[156] Ces lettres, appelées bàtaïq, contenaient l'avis pur et simple; elles s'attachaient sous l'aile: elles étaient datées du lieu, du jour, de l'heure. On expédiait par duplicata: à l'arrivée de l'oiseau, la sentinelle le portait au sultan même, qui détachait l'écrit. Les pigeons bien dressés étaient hors de prix. Ces établissements étaient fort coûteux, mais très-utiles. On appelait les pigeons les anges des rois.
[157] Le traducteur croit que l'on a oublié un colombier à el-Arich, fondé sur la trop grande distance incommode au transport des pigeons.
[158] On suppose ici l'omission d'un colombier sur les montagnes.
[159] C'est-à-dire vers l'an 750 avant Jésus-Christ. Voilà pourquoi Homère, qui écrivit au commencement de ce siècle-là, ne l'a point citée, quoiqu'il fasse mention des habitants du pays: il s'est servi du nom oriental Aram, altéré dans Ariméén, et Erembos.
[160] Les géographes le citent cependant quelquefois, en l'écrivant Souria, selon la traduction perpétuelle de l'y en ou arabe.
[161] Prononcez châm et non kâm; et, règle générale dans les mots arabes que je cite, prononcez ch comme dans charme, fût-il à la fin du mot. D'Anville écrit shâm, parce qu'il suit l'orthographe anglaise, dans laquelle sh est notre ch: El-Châm tout seul est le nom de la ville de Damas, réputée capitale de la Syrie. J'ignore pourquoi Savary en a fait El-Chams, ville du soleil.
[162] Dans l'antiquité, les peuples qui adoraient le soleil, lui rendant leur hommage au moment de son lever, se supposèrent toujours la face tournée à l'orient.

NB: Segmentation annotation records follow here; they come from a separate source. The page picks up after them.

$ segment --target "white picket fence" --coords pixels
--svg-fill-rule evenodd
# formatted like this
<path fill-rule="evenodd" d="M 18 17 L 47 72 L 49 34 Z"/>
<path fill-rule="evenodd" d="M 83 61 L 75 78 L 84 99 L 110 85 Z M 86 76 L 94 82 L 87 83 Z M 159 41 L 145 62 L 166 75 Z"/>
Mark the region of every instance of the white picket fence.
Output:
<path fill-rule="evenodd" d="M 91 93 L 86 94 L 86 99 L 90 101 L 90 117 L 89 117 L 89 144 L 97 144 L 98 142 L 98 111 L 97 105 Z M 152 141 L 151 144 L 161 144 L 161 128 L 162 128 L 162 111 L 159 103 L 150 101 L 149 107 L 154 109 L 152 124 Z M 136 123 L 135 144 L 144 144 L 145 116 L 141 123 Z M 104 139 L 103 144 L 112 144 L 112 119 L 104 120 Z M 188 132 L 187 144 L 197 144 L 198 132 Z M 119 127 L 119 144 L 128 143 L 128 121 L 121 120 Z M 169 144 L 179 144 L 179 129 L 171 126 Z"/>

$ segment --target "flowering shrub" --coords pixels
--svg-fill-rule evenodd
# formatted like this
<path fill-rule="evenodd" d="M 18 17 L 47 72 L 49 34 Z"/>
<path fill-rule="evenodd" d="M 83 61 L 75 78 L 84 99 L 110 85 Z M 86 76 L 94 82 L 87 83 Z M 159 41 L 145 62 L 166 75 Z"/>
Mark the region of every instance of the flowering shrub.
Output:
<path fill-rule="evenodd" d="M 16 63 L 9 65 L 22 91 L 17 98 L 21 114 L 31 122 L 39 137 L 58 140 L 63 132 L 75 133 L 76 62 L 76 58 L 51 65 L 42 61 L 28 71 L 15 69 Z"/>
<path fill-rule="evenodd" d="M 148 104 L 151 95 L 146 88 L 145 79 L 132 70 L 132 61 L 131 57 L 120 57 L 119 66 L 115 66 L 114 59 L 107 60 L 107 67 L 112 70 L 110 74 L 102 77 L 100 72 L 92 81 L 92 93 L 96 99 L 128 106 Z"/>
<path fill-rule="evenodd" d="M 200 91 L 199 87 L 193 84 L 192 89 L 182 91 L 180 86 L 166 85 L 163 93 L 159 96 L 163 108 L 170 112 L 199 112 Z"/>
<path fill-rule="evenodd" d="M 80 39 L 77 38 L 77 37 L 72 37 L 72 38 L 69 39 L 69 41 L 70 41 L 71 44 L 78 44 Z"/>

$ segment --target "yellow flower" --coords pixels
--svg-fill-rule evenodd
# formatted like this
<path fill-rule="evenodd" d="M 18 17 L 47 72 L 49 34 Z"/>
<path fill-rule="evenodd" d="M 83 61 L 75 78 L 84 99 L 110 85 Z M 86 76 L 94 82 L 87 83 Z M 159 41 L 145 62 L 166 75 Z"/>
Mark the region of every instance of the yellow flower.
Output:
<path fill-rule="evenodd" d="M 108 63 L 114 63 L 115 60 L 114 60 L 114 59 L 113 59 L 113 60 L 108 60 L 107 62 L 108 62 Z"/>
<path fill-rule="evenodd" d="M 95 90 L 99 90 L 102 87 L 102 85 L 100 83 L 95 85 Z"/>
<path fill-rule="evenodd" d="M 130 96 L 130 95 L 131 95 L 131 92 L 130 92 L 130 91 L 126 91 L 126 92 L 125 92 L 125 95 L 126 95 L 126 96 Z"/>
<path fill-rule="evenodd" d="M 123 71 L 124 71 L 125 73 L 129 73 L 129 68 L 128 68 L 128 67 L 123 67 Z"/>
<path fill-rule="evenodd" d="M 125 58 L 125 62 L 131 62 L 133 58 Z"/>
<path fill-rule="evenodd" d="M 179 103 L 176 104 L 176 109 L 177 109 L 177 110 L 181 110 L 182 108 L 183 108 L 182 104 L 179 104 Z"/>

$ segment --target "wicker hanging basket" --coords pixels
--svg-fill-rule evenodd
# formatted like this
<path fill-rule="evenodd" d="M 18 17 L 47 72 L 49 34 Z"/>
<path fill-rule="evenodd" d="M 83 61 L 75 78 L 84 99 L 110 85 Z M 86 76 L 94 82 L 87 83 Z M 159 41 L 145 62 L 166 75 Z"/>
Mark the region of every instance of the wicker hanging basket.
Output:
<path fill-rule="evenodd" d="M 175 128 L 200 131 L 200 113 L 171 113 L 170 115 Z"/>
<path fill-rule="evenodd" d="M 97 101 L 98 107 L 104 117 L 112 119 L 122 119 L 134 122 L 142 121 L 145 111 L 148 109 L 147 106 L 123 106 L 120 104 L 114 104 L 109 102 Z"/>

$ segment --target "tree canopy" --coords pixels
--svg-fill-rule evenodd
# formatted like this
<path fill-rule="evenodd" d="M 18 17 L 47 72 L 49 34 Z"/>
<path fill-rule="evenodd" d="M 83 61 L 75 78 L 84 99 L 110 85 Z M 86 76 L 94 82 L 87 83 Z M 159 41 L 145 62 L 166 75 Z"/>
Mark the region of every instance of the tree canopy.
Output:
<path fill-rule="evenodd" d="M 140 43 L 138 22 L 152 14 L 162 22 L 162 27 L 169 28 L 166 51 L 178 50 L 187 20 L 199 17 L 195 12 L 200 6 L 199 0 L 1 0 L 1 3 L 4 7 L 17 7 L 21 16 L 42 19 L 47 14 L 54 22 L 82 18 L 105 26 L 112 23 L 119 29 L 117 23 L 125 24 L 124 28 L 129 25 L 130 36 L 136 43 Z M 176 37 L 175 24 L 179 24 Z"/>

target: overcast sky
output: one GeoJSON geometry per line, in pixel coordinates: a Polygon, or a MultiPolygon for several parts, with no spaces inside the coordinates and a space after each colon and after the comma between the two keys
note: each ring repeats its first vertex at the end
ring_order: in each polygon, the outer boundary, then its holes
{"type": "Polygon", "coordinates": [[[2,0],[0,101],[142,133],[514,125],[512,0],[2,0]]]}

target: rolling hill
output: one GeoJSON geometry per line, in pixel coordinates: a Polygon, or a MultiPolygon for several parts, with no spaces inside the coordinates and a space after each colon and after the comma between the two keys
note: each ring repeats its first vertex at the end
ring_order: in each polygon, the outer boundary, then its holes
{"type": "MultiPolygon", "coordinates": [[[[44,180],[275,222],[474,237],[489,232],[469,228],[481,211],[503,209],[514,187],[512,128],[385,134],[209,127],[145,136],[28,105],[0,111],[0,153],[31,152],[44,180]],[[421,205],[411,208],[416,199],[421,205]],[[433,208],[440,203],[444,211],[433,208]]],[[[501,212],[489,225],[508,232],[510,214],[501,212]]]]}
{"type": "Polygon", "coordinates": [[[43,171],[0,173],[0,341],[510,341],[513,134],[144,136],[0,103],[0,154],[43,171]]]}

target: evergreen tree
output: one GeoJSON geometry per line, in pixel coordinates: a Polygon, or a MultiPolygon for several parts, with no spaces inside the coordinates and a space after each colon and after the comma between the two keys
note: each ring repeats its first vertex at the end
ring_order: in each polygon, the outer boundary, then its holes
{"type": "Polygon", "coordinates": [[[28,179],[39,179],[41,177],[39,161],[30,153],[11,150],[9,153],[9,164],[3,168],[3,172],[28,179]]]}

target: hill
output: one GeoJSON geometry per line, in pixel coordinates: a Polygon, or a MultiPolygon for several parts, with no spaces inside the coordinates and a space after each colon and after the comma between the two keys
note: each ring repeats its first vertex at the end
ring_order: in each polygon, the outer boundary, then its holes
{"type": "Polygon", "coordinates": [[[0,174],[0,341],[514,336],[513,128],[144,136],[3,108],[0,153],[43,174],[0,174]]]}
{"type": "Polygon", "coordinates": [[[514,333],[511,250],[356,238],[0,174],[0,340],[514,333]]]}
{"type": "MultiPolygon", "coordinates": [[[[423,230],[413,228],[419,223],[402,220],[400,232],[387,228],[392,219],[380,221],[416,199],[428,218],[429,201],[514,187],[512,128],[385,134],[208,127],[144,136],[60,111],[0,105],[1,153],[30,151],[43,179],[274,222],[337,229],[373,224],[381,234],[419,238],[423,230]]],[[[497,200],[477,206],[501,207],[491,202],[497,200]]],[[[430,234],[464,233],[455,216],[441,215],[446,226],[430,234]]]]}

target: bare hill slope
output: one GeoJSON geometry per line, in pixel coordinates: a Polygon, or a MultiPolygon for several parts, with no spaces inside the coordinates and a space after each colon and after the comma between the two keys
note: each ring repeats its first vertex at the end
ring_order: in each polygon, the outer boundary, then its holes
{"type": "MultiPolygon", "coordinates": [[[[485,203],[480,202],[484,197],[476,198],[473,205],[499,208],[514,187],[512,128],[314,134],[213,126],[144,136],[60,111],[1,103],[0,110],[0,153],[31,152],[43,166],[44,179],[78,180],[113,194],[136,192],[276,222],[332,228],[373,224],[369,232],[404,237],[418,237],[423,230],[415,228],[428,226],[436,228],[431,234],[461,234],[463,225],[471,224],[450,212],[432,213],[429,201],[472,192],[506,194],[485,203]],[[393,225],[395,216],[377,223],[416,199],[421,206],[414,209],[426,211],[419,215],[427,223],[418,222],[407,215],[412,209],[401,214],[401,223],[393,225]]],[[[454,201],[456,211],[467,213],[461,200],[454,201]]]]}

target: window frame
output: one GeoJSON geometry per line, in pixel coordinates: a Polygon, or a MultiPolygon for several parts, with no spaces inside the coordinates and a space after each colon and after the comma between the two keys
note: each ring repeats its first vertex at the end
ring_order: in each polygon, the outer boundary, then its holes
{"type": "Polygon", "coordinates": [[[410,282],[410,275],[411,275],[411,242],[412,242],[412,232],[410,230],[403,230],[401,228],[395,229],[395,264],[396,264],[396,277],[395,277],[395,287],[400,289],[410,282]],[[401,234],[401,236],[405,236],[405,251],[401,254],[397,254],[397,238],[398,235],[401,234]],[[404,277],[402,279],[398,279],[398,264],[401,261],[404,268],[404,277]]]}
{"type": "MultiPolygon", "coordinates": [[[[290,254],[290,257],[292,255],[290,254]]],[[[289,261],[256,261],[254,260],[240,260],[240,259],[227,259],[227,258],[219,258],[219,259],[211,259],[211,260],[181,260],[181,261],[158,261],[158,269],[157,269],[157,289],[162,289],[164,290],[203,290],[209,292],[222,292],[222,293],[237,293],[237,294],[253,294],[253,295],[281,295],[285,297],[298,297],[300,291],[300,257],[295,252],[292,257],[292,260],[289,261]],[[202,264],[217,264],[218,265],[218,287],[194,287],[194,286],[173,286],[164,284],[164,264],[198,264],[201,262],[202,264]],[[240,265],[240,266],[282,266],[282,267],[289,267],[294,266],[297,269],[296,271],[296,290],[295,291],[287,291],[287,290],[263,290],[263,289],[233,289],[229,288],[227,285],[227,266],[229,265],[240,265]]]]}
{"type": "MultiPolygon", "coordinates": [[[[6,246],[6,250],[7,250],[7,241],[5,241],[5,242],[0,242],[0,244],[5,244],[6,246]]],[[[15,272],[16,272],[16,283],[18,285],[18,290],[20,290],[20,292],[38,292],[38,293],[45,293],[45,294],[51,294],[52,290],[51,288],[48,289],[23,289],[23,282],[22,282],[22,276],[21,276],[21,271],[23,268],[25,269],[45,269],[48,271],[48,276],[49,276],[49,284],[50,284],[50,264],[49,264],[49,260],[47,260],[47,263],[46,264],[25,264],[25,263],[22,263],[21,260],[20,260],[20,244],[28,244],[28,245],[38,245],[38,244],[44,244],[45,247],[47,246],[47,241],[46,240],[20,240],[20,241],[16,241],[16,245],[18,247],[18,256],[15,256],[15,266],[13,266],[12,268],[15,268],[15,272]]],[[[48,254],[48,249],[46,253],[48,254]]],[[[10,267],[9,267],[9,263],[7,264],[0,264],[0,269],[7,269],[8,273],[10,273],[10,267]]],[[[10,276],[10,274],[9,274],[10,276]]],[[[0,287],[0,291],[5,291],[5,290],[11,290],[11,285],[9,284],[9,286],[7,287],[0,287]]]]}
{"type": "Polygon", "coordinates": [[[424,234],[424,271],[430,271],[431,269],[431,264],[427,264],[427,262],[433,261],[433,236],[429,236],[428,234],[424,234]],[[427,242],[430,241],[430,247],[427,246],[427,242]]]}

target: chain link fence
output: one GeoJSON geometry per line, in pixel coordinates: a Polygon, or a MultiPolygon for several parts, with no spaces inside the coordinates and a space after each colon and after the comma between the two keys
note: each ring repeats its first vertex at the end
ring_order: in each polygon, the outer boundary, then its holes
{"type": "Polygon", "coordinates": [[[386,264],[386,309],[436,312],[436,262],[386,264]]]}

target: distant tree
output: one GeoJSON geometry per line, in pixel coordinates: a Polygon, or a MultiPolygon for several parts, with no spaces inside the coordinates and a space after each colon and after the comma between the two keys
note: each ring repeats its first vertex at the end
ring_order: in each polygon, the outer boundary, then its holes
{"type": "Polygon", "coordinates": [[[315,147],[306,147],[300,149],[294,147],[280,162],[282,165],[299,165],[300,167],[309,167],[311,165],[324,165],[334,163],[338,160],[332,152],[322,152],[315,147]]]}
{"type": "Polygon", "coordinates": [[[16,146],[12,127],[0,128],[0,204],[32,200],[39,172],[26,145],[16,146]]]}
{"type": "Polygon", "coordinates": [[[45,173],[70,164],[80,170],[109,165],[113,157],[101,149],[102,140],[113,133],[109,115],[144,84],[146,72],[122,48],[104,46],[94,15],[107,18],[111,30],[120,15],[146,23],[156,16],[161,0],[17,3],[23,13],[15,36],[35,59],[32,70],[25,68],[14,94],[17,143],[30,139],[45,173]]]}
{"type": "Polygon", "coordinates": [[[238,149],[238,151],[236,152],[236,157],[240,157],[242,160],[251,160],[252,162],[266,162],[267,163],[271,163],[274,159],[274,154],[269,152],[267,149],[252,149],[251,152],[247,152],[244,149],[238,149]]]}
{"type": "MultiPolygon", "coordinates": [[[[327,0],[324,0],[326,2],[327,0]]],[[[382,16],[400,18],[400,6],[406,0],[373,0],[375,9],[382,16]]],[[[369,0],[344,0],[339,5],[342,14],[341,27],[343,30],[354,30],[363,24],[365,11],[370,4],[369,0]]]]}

Le nord fut la gauche, le midi la droite, et le couchant le derrière, appelé, en oriental, acheron et akaron.
[163] L'ancienne Béryte.
[164] Tous les vaisseaux qui vont à Alexandrette touchent en Cypre, dont la partie méridionale est une plaine nue et ravagée.
[165] Il faut en excepter le mont Casius, qui s'élève sur Antioche comme un énorme pic. Mais Pline passe l'hyperbole, quand il dit que de sa pointe on découvre en même temps l'aurore et le crépuscule.